For links to poems and prose online and more about John's work, see his website

Teaching Assignments

ENG 231: Introduction to Creative Writing
ENG 331: Poetry Writing
ENG 332: Fiction Writing
ENG 431: Advanced CW Workshop
ENG 325: Writers Series Seminar
ENG 460: Environmental Literature Seminar (Fall 2013)

Advisor to the Literary Journal

A Statement About Teaching

I propose to students what they already intuitively apprehend: that in the artistic interplay between language, culture and their sense of self there is a possibility for transforming all three. The stakes are not simply producing a literary product, but discovering a language that resets or modifies their terms of engagement with the world and offers this possibility to a reader.
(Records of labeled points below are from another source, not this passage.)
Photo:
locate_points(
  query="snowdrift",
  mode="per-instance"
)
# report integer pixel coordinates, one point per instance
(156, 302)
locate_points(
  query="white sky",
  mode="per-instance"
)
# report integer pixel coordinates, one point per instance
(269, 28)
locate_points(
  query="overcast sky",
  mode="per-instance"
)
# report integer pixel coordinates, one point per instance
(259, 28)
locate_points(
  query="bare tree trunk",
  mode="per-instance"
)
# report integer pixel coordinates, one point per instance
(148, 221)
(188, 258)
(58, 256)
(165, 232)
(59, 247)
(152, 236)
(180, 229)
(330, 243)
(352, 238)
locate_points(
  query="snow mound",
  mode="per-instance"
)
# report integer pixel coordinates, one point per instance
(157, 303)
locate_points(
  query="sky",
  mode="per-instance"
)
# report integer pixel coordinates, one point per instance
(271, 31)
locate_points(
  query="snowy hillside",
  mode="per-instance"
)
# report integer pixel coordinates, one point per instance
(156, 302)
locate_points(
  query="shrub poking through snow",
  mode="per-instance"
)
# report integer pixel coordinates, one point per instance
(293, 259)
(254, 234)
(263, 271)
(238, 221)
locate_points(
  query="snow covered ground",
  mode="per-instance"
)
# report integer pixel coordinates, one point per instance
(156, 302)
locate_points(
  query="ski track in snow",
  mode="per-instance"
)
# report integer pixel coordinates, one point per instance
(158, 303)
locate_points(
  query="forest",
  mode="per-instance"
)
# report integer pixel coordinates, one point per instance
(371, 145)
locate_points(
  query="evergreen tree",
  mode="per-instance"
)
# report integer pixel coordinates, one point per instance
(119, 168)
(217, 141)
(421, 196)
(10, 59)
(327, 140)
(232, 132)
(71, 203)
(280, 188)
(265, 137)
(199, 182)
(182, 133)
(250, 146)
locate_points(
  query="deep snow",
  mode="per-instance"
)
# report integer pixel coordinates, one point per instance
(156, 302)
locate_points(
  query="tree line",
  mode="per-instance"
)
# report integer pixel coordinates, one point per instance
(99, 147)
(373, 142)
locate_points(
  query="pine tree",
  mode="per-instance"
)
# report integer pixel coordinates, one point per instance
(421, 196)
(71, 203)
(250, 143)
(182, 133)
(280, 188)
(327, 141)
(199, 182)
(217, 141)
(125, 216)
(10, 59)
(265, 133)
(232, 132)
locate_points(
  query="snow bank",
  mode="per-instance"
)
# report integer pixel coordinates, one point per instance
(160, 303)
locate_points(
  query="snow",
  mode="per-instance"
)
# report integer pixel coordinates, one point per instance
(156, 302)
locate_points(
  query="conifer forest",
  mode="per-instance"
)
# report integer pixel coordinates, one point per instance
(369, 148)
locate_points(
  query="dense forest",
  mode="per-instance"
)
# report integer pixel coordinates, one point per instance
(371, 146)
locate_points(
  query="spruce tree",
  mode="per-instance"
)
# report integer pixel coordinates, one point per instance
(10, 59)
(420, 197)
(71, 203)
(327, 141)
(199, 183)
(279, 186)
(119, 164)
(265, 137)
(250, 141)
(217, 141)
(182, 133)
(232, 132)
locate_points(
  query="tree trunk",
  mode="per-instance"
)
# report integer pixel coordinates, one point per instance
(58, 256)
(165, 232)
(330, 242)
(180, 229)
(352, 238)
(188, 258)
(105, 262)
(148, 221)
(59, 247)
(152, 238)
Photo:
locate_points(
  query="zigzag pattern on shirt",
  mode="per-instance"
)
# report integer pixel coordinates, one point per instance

Unlike most classes they’ve had in school, the writing workshop provides students an opportunity to activate aesthetic and emotional sensibilities alongside the intellectual and to be present in a way approaching (as the cliché goes) a whole person. Part of my task is bringing students into conversation with diverse styles and voices, to expand their sense of the possible and give them permission to experiment with forms, dictions, and personas. A turning point comes for many students when they realize that a literary work is not strictly a medium of self-expression, but a work of artifice that must consider with some strategy an addressed or overhearing audience.

My hope is always that students gain not only a repertoire of figures and devices and find in the tradition a reason to study it, but that with a deepened knowledge comes a deepened love for the discipline and attention needed to write well.